Saat ini, hasil riset dari IDN Research Institute menunjukkan 95% anak muda di Indonesia telah terkoneksi dengan internet. Di jagat Twitter, kita tahu tagar #TwitterDoYourMagic cukup ampuh ketika digunakan untuk ranah kepedulian sosial. Karena itu, banyak anak muda tergerak aktif menyuarakan kepedulian mereka terhadap isu sosial.

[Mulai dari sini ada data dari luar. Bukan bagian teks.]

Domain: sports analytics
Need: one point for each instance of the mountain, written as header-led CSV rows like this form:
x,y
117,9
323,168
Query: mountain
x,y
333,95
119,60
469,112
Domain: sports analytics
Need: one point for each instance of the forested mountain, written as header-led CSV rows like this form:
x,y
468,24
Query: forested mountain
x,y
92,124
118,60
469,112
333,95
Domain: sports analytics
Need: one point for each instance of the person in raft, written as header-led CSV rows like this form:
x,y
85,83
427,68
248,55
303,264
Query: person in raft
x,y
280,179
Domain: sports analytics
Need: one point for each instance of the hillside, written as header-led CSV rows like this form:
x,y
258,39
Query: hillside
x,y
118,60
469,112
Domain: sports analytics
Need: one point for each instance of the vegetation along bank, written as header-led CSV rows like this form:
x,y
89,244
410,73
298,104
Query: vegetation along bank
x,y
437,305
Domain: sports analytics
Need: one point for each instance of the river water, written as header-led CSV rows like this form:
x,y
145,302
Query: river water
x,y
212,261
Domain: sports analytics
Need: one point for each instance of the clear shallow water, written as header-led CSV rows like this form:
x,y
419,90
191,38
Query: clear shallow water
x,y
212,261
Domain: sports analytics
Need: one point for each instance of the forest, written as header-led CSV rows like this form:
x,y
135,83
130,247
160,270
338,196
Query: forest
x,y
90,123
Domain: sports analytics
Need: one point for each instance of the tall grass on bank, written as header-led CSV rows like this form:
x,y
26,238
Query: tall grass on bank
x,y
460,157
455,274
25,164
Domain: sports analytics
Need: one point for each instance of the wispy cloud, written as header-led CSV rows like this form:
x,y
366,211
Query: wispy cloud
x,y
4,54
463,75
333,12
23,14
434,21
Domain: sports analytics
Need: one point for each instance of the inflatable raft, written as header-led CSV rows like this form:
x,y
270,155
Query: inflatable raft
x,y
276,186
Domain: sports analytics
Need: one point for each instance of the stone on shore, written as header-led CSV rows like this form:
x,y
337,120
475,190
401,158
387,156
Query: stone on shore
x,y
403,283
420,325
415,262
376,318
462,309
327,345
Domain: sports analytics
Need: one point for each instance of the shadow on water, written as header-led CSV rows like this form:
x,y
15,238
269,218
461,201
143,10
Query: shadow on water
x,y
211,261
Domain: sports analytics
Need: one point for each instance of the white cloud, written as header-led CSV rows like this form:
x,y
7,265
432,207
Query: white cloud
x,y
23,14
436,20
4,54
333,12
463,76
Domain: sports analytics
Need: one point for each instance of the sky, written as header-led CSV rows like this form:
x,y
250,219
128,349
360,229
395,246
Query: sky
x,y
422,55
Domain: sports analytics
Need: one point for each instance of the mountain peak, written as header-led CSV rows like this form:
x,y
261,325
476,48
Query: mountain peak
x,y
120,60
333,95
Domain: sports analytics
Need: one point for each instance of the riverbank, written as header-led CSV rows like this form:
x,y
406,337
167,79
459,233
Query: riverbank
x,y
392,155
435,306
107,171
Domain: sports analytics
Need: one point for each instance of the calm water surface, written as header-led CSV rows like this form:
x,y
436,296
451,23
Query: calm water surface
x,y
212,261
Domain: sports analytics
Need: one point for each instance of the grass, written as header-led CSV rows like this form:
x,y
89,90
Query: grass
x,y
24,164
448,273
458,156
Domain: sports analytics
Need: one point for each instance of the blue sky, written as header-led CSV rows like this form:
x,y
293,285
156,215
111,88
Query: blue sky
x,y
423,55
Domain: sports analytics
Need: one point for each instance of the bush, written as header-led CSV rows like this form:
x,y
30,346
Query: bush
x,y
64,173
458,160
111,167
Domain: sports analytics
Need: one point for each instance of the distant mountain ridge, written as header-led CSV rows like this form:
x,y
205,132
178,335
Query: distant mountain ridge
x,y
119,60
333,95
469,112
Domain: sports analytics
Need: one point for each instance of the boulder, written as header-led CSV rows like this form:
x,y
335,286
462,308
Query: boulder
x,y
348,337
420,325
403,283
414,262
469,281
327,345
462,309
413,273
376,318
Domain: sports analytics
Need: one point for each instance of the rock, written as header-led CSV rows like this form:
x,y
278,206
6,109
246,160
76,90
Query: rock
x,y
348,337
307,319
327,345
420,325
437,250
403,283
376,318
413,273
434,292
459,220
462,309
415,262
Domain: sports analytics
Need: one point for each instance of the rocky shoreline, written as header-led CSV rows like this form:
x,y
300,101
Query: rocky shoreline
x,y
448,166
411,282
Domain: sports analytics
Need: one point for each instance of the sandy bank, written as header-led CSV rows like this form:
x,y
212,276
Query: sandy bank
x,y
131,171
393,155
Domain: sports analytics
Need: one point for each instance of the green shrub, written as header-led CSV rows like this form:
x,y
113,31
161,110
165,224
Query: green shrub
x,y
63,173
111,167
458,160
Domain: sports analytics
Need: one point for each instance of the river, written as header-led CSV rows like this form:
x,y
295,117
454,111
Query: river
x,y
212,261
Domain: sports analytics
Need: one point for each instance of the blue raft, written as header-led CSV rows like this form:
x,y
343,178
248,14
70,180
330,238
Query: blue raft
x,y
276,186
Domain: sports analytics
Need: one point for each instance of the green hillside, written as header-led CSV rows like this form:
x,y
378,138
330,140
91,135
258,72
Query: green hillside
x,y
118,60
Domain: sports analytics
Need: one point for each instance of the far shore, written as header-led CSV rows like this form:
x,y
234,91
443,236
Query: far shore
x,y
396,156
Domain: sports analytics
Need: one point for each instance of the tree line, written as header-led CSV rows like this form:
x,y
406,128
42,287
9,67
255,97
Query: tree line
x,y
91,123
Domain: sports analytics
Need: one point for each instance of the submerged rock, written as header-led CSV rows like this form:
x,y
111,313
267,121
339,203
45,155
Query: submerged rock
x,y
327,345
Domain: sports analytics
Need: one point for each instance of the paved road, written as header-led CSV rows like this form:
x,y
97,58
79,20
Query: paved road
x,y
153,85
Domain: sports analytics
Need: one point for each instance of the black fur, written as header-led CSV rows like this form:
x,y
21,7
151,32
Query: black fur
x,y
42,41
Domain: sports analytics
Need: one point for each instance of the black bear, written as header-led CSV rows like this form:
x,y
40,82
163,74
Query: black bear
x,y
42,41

Tingkat kepedulian pemuda terhadap isu sosial cukup tinggi. Terbukti, dari meluasnya gerakan sosial berbasis online seperti donasi juga petisi online. Contoh, Kitabisa.com dalam 5 tahun terakhir saja telah berhasil menggalang dana lebih dari Rp 460 miliar.
Tentu ini ialah sebuah modal penting menyuarakan kepedulian terhadap perubahan iklim, juga menekan pemerintah untuk lebih tanggap dan bersiap menghadapi dampak perubahan iklim ke depan karena dibutuhkan gerakan kolektif yang mana, masing-masing dari kita mempunyai peran di dalamnya. Anak muda mempunyai peran penting untuk mengisi ruang itu, dalam menyuarakan dampak dari perubahan iklim di jagat media sosial.